[272] Barley is cultivated successfully in Peru, at heights from 700 to 13,200 feet above the sea. It was introduced by the Spaniards. Von Tschudi, p. 177.

[273] The different tribes of the empire of the Yncas were distinguished by their head-dresses, the people of each province wearing one of a distinct colour. This was not a custom introduced by the Yncas, but, being the usage of the different tribes, those sovereigns decreed that it should be continued, in order that the tribes might not be confounded one with another, when serving in the army or at Cuzco. G. de la Vega, i, lib. vii, cap. 9.

[274] Some kind of aloe.

[275] All these names of parts of the dress are correct Quichua words. The dress here described by Cieza de Leon is exactly the same as those represented in pictures still preserved at Cuzco, which are almost contemporaneous with the conquest.

[276] “The stone made use of for the house of Huayna Ccapac, mentioned by Cieza de Leon under the name of Mulahalo, is a rock of volcanic origin, a burnt and spongy porphyry with basaltic basis. It was probably ejected by the mouth of the volcano of Cotopaxi. As this monument appears to have been constructed in the beginning of the sixteenth century, the materials employed in it prove that it is a mistake to consider as the first eruption of Cotopaxi that which took place in 1533, when Sebastian de Belalcazar made the conquest of the kingdom of Quito.” Humboldt’s Researches, i, p. 6.

[277] These are the ruins called Callo, near Latacunga (Llacta-cunga). In Ulloa’s time they served as a house for the Augustine monks at Quito. As Humboldt says that Ulloa’s description of Callo is very inaccurate, it will be preferable to refer to the account given of the ruins by the great Prussian traveller.

The Yncas Tupas Yupanqui and Huayna Ccapac, when they had completed the conquest of Quito, caused magnificent roads to be formed, and tampus (inns), storehouses, and magazines to be built for the reception of the sovereign and his armies. Travellers have called the ruins of these buildings palaces. The most celebrated of these ruins are those near Latacunga, ten leagues south of Quito, and three leagues from the volcano of Cotopaxi. The edifice forms a square, each side of which is thirty-five yards long. Four great outer doors are still distinguishable, and eight apartments, three of which are in good preservation. The walls are nearly five yards and a half high, and a yard thick. The doors are similar to those in the Egyptian temples, and there are eighteen niches in each apartment, distributed with the greatest symmetry. Humboldt’s Researches.

[278] Cieza de Leon gives the best account of these Mitimaes or Colonists.
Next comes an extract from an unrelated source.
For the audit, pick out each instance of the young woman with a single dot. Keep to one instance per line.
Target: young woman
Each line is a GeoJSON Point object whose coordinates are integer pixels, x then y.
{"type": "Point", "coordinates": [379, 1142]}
Indeed, Garcilasso de la Vega quotes from him. (i, lib. vii, cap. 1; and i, lib. iii, cap. 19.) It is curious that the descendants of Mitimaes on the coast of Peru still retain the tradition concerning the villages in the Andes, whence their ancestors were transported. Thus the Indians of Arequipa are descended from Mitimaes who were sent from a village called Cavanilla, near Puno; those of Moquegua, from Mitimaes who were natives of Acora and Ilave, on the shores of Lake Titicaca; and those of Tacna, from natives of Juli and Pisacoma, near the same lake.

[279] I am doubtful about the etymology of this word, but incline to believe that it is derived from the Quichua word Mita (time or turn), whence come other cognate words. From labourers or soldiers taking their turn at work, it came to mean service generally—hence Mitta-runa (a man required to perform forced service) and Mitta-chanacuy (a law of the Yncas regulating the division of labor).

[280] A fermented liquor made from maize, called acca in the Quichua language, and universally drunk by the Indians, in all parts of Peru.